Measurment of psychiatric disorders: The Rdoc approach Jutta Lindert J Lindert University of Emden, Emden, Germany; Brandeis University, Waltham, United States Contact: [email protected]

Over the past several decades, an increasingly comprehensive body of research in neuroscience, and behavioral science has transformed our understanding of how the brain produces adaptive behavior, and the ways in which normal functioning becomes disrupted in various forms of mental disorders. Currently, research and diagnosis in mental disorders is based on clinical observation and patients’ phenomenological symptom reports. This system, implemented with the innovative Diagnostic and Statistical Manual-III (DSM-III) in 1980 and refined in the current DSM-V, has served well to improve diagnostic reliability in both clinical practice and research. The diagnostic categories represented in the DSM-V and the International Classification of Diseases-10 (ICD-10) remain the contemporary consensus standard for how mental disorders are diagnosed and treated, and are formally implemented in insurance billing. However, the current diagnostic systems are not informed by recent breakthroughs in neuroscience. The purpose of this talk is to describe the Research Domain Criteria Project (RDoC) in order to acquaint the Public Health experts with its nature and direction, and to facilitate commentary from Public Health experts.
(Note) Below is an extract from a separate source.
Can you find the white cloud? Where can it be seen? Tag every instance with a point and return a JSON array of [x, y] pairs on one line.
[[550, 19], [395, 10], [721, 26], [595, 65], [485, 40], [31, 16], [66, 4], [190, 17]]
In a narrative review the main innovations of the RDoc approach will be described such as: 1.) Rdoc conceives mental disorders as dimension system spanning the range from normal to abnormal; 2.) it is agnostic about current disorder categories, and 3.) uses several different units of analysis in defining constructs for study (e.g., behavior, and self-reports of symptoms). RDoC, might be a useful research framework guide classification of patients for research studies, not as an immediately useful clinical tool. It will be discussed how creating such a framework that interfaces directly with neuroscience, and behavioral science, will contribute to advances in research in neuropsychiatric epidemiology and facilitate new interventions and treatments.